Nakuru County has set aside less than 10 per cent of the Sh4 billion it owes creditors in budget for the year starting July, diminishing hopes of quick payment of debts.
The county has set aside Sh350 million in the 2018/2019 budget with suppliers taking more than half of the allocation.
According to the county debt management strategy paper prepared by Finance and Economic Planning executive Joseph Kiuna, suppliers and contractors will be paid Sh187million.
The county also plans to remit statutory deductions amounting to Sh65 million, salary arrears and payroll deductions will gobble up Sh55 million while bank loans will consume Sh42 million.
Hundreds of suppliers, contractors, lawyers, banks and employees will therefore have to wait a little longer before their outstanding arrears are cleared by Governor Lee Kinyanjui’s administration.

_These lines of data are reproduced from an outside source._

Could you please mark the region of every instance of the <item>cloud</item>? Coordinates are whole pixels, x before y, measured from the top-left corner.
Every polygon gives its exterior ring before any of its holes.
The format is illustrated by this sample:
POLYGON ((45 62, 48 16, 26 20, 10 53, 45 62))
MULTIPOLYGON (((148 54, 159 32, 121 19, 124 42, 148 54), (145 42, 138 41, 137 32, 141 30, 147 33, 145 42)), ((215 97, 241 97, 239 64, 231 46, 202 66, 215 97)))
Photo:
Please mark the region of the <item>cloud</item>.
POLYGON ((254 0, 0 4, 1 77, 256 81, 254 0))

Debts inherited from the defunct local authorities are estimated at more than Sh1 billion while pending bills from the previous county administration led by Kinuthia Mbugua are estimated at more than Sh3 billion.
The defunct local authorities employees inherited from Nakuru Municipal Council, Molo Town Council, Naivasha Town Council and Nakuru County Council are owed more than Sh350 million in salary arrears, statutory deductions and other payroll deductions.
The legal fees from the defunct local authorities as at December 2017 stands at more than Sh304 million while suppliers in the defunct authorities are owed Sh50 million.
Banks are owed Sh69 million while Nakuru Water and Sanitation Company (NAWASCO) which is fully owned by the devolved unit is owed Sh248 million in water bills.
According to a medium-term debt management strategy paper tabled in the assembly on Tuesday by the Leader of Majority Stanley Karanja, some of the debts have been outstanding for more than 10 years.
Mr Kiuna, who is facing impeachment for allegedly failing to submit the county integrated plan and other budget documents for scrutiny by the County Assembly, said the debt would be paid based on a priority plan and cash flow.
“The payment of inherited debt will be prioritised with the bank loan taking the lead followed by statutory deductions and pension contributions while salary arrears, suppliers and legal fees will also be paid in that order,” said Mr Kiuna.
He said the executive would soon draft a Bill proposing annual borrowing limit.
“This Bill will guide the sustainability of debt and also lay the ground for future borrowing,” he said.